Before I knew it, I was someone acting like a stranger, a person I couldn’t recognize. I’d forgotten that I’d gotten into coaching as a volunteer, helping a rag-tag group of kids who just happened to be at the same park I did my running at. It didn’t matter how fast they were or where they ranked, they were just kids wanting to get better, and I was there to help. The outcomes were secondary, and they took care of themselves, when a few years later they finished 2nd as a team at state in cross-country.

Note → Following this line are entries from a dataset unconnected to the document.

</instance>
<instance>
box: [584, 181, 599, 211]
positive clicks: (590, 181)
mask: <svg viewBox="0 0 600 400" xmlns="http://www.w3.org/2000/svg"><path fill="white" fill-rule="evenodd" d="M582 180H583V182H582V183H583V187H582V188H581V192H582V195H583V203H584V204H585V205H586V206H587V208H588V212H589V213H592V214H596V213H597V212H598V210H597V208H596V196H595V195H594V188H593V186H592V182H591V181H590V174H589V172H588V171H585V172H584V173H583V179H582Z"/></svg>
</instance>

What I learned is that to move forward, to ironically accomplish your goals, you sometimes have to let go. To stop playing a game that you didn’t sign up for. We think that if we let go, we won’t work hard, that we will lose our ambition. But, that’s just your addicted, and delusional brain talking. The needing to be attached to an identity, a pursuit, or a group, is your fear and protection brain talking. It thinks the world is threatening and dangerous, so it would rather keep you in the known then take on the unknown. Letting go means approaching instead of avoiding. It doesn’t mean you stop caring. It means you free yourself up from a story you didn’t write or even sign up for.
The modern world tells us to chase: outcomes, success, status. The master narrative is to grind, to go all-in, that we shoot for the moon, and accomplish that goal from sheer effort. It’s too simplistic of a story. It leaves us wanting. Like addicts, searching for our next feel good hit. That’s the game that we’re encouraged to play. It doesn’t matter whether it’s in sport, business, or life. But we don’t have to. We get to decide.
We are the authors of our stories. Others may try to take control, to take over. But we get to decide how to write our story, and what’s important in it. It can be tempting to craft a simple narrative. It’s the easiest path towards cohesion, continuity, meaning, and purpose. Resist the temptation. Go for complexity, diversifying your experiences, your sense of self, of where you belong. Yes, it’s more difficult. Yes, it takes more work to integrate everything and find coherence amidst the chaos. But it frees you up to perform, to reach for protection mode only when you truly need it, to not default to candy, but choose to eat your vegetables when you need to. To understand that breadth and depth are needed, that they complement one another. Courage comes from clarity.
-Steve

Funny, I'd just had a conversation last night with a group of athletes about hobbies. I asked them if they got injured and the internet broke, what would they do. Some were lost others said: cooking, chess, drawing and Lego. I didn't judge, but I did say it's important to have outside interests.
Having fun is the most important thing.